I don’t know what’s considered unusual in the water. Is a Kemp’s Ridley Sea Turtle an unusual catch? I brought one to hand, not exactly willingly and definitely not by design, while wade fishing West Matagorda Bay. Who knew those 10 or 15 pound sea turtles eat crustaceans? Or faux crustacean fly patterns? Well, they do and they aren’t too thrilled to be stuck with a size 4 Mustad Big Game Light hook. I hope I never get another sea turtle on the line. My buddy fishing a paddle tail got a sea turtle in a different bay on a different day. 
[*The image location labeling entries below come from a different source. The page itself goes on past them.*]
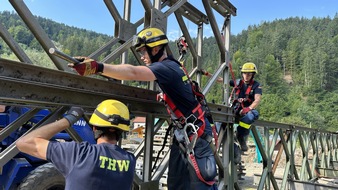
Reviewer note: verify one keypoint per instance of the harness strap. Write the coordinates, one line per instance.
(176, 114)
(247, 92)
(197, 170)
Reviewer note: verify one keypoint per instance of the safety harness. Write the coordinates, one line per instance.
(186, 126)
(237, 88)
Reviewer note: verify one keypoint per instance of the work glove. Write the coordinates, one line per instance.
(74, 114)
(86, 66)
(245, 110)
(203, 72)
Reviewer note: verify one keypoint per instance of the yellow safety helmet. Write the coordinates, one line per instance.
(111, 113)
(150, 37)
(249, 68)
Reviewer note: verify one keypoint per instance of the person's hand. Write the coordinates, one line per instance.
(86, 66)
(74, 114)
(203, 72)
(245, 110)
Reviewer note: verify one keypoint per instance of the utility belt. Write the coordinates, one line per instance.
(187, 130)
(195, 121)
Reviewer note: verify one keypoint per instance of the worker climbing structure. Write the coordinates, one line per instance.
(24, 84)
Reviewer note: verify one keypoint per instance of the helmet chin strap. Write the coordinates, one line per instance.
(155, 58)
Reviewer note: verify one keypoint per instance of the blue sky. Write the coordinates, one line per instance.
(93, 14)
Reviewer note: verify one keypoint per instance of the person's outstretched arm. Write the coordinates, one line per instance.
(36, 142)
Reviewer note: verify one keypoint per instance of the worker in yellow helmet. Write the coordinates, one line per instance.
(104, 165)
(185, 110)
(248, 94)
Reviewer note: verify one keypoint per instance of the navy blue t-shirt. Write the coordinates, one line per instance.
(255, 89)
(174, 83)
(93, 166)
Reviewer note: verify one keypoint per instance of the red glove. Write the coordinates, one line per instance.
(245, 110)
(87, 66)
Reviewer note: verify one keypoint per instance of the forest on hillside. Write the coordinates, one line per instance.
(296, 57)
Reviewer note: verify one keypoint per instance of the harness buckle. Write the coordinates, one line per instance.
(190, 142)
(191, 119)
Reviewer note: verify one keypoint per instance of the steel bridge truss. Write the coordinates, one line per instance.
(23, 84)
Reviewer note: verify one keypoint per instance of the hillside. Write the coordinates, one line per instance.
(296, 59)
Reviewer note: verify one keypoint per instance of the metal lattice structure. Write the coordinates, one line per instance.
(25, 84)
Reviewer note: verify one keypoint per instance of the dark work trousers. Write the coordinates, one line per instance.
(182, 175)
(249, 118)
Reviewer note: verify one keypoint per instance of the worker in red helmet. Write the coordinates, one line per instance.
(188, 119)
(248, 93)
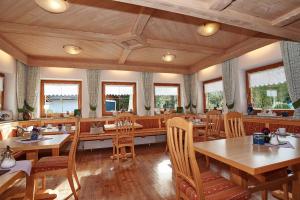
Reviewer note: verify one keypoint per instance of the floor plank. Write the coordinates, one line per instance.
(149, 177)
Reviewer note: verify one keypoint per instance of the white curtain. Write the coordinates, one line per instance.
(21, 91)
(93, 79)
(32, 85)
(194, 92)
(291, 59)
(147, 79)
(187, 91)
(191, 92)
(229, 75)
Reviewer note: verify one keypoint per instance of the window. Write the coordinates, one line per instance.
(59, 97)
(166, 96)
(213, 94)
(118, 96)
(267, 88)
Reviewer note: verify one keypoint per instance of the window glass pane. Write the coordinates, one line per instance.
(214, 95)
(119, 98)
(269, 89)
(61, 98)
(166, 97)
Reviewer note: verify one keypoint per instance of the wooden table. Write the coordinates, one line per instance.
(241, 154)
(32, 149)
(113, 127)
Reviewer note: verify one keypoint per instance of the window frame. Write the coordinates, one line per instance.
(248, 90)
(203, 90)
(104, 83)
(168, 85)
(42, 96)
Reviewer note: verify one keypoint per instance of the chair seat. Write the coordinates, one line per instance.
(50, 164)
(215, 187)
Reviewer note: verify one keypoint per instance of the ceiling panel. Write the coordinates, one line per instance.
(183, 29)
(50, 46)
(266, 9)
(95, 16)
(154, 55)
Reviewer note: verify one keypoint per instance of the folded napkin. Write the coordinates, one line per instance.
(22, 165)
(287, 144)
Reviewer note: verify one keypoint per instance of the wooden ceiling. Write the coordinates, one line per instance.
(135, 34)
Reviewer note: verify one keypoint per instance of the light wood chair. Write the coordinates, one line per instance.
(190, 182)
(57, 166)
(124, 136)
(234, 126)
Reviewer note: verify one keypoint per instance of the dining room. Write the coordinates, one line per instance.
(161, 99)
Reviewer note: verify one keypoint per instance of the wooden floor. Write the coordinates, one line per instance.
(150, 177)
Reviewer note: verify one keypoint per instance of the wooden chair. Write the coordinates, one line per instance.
(57, 166)
(191, 184)
(234, 126)
(124, 136)
(212, 128)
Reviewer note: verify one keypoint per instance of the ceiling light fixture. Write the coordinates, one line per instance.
(209, 29)
(168, 57)
(54, 6)
(72, 49)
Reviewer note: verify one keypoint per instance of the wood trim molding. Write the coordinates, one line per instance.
(220, 5)
(201, 9)
(12, 50)
(169, 85)
(287, 18)
(104, 83)
(184, 47)
(42, 96)
(258, 69)
(203, 90)
(233, 52)
(104, 64)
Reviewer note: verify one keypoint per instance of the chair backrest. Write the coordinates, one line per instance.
(213, 123)
(234, 126)
(73, 149)
(125, 124)
(180, 144)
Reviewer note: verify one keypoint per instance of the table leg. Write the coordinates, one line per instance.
(32, 155)
(55, 152)
(30, 188)
(296, 183)
(238, 177)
Fly fishing, I get oddball fish at times. 2 and 3 foot long Atlantic Cutlassfish, a.k.a. Ribbonfish. One place I used to fish was infested with the big ribbonfish. I couldn’t fish a clouser there without catching a ribbonfish. There are fish I have to look up to know what they are. Silver perch, a small saltwater fish in the croaker family, this I caught about a month ago and had also caught them in the past, I just finally looked them up.


----------



## Outearly (Oct 20, 2015)

I had a reddish egret go for a Super Spook in West Galveston Bay. When it did, I yanked the lure away from it, but before I could reel up the slack and yank away again, it struck at the lure and one of the hooks snagged the leathery skin on his neck.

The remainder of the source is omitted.